O papel de cuidadora é muito importante, essas pessoas por vezes deixam de viver a sua vida para cuidar de quem mais precisa. Temos dois testemunhos de mulheres que praticamente são cuidadores a vida toda, fazendo por amor aos seus.  (Texto por Ana Silva e Ana Araújo)

Ser cuidador é algo de extrema importância, é cuidar de quem precisa, Lara Bourdain é cuidadora por amor à progenitora, há 15 anos viu a sua vida mudar por completo, quando a sua mãe começou a revelar os primeiros sintomas, começando assim a ser mais dependente dela. Há cerca de 5 anos foi descoberto o diagnostico, uma doença rara chamada Huntington, é uma doença autossómica que pode aparecer em homens e mulheres entre os 35 e os 40 anos de idade, dependendo do estado de gravidade que causa demência e coreia. O tipo de tratamentos que existe são antipsicóticos ou outro tipo de medicação que ajuda a aliviar os sintomas, mas não existe cura.

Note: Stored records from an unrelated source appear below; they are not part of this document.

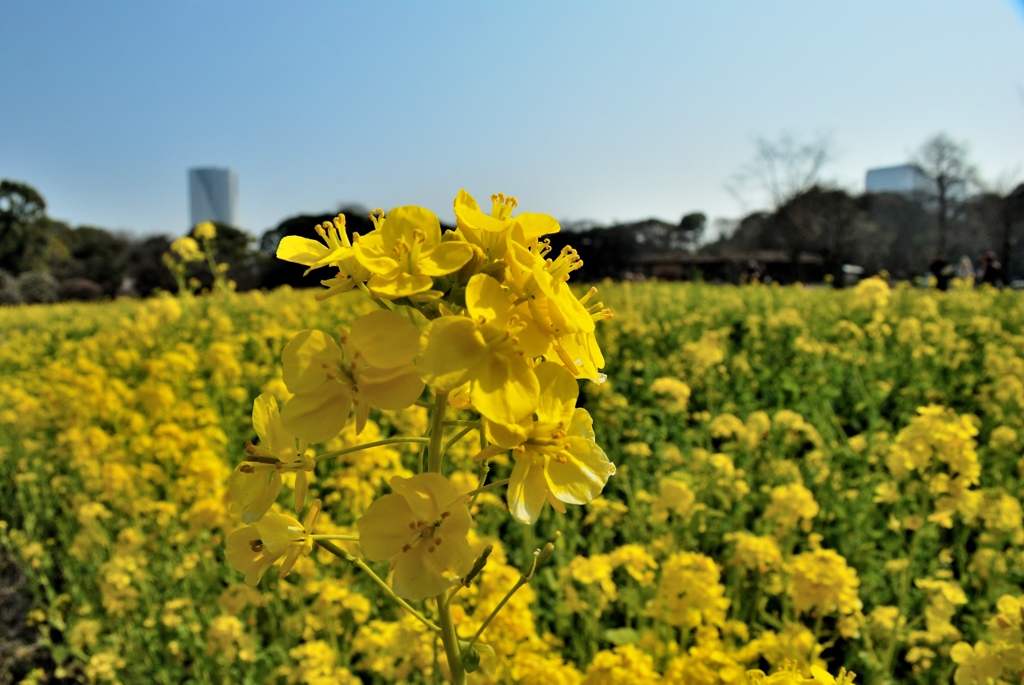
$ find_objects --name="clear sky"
[0,0,1024,236]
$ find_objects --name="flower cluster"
[227,190,615,682]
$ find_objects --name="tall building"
[864,164,967,202]
[188,167,239,226]
[864,164,935,195]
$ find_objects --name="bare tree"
[913,133,978,254]
[726,133,835,210]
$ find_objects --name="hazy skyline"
[0,0,1024,236]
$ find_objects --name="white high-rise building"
[864,164,967,202]
[188,167,239,226]
[864,164,935,195]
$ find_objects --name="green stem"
[314,437,427,464]
[436,593,466,685]
[441,421,476,455]
[427,392,449,473]
[466,478,509,499]
[316,540,441,634]
[463,575,529,654]
[309,534,359,543]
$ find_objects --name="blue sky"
[0,0,1024,236]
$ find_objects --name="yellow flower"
[787,549,862,616]
[227,392,316,523]
[278,214,370,299]
[949,642,1002,685]
[418,273,540,424]
[764,483,819,538]
[484,361,615,523]
[282,310,423,442]
[224,500,321,586]
[506,228,611,381]
[355,473,474,600]
[455,190,560,259]
[355,207,473,301]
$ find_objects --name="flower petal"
[466,273,512,329]
[281,381,352,442]
[345,309,420,369]
[416,316,487,392]
[278,236,331,266]
[281,331,341,394]
[534,361,580,426]
[469,352,541,424]
[508,452,548,523]
[544,437,615,504]
[416,242,473,275]
[355,495,416,561]
[358,363,423,412]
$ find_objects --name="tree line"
[0,135,1024,304]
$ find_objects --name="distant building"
[188,167,239,226]
[864,164,935,195]
[864,164,967,201]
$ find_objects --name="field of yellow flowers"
[0,279,1024,685]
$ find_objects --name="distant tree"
[51,226,131,297]
[772,185,869,276]
[999,183,1024,276]
[678,212,708,250]
[127,236,177,297]
[726,133,835,210]
[188,221,261,291]
[914,133,977,254]
[0,179,49,274]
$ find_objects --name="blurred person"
[956,255,978,281]
[928,252,952,291]
[980,250,1007,288]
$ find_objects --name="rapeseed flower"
[227,392,315,523]
[354,202,473,301]
[355,473,474,600]
[484,361,615,523]
[417,273,543,424]
[224,500,321,586]
[282,310,423,442]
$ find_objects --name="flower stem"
[316,540,441,633]
[436,593,466,685]
[463,575,529,653]
[355,283,394,311]
[427,392,449,473]
[309,534,359,543]
[441,421,476,455]
[466,478,509,499]
[314,437,427,464]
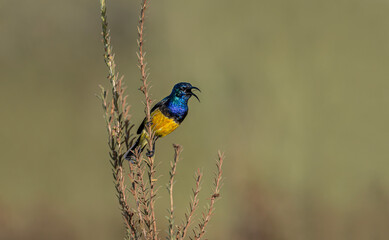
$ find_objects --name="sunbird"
[124,82,201,160]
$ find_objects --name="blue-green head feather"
[165,82,200,122]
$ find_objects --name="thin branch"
[176,169,203,239]
[167,144,182,240]
[100,0,138,239]
[194,151,224,240]
[137,0,158,239]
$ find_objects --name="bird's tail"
[123,131,147,161]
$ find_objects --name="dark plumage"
[124,82,200,160]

Tal como nos disse Lara “Esta doença abrange três grandes áreas, abrange a parte cognitiva em que as pessoas ficam mais lentas no pensamento, na comunicação, abrange a parte motora, tem a parte comportamental, na minha mãe esta sempre foi a mais presente, a minha mãe tinha a sensação de que todos lhe queriam fazer mal, não conseguia sair de casa com medo do que poderia acontecer na rua, portanto estas são as grandes três áreas  desta doença.” Esta doença sendo generativa, a sua mãe vai piorando ao longo do tempo e nunca se sabe o dia de amanhã, nunca se sabe se o pior pode acontecer daqui a um mês, um dia ou um ano e Lara afirma que isto é realmente o pior, ver a sua mãe “a cair” de dia para dia.

Sintomas de Huntington
Os músculos podem contrair-se breve e rapidamente
As pessoas podem caminhar de modo exageradamente alegre, como se fossem um fantoche
Podem fazer caretas, flexionar membros e piscar frequentemente
Os movimentos são lentos e descoordenados
O corpo todo é afetado, com dificuldade a caminhar, comer, falar, vestir-se, sentar
Não controlam os seus impulsos e muitas vezes perdem o controlo
Perda de memória

O primeiro impacto que as famílias têm ao lidarem com este tipo de doenças que não são tão conhecidas, é pesquisarem informações na internet e daí conhecem algumas associações onde pedem ajuda, esclarecem todas as dúvidas e têm todo o tipo de informação sobre determinada doença. Lara foi uma dessas pessoas que encontrou um site de uma associação chamado “Associação Portuguesa dos Doentes de Huntington” e enviou um e-mail a pedir esclarecimentos e marcou uma reunião onde a associação prestou todo o tipo de ajuda e apoio.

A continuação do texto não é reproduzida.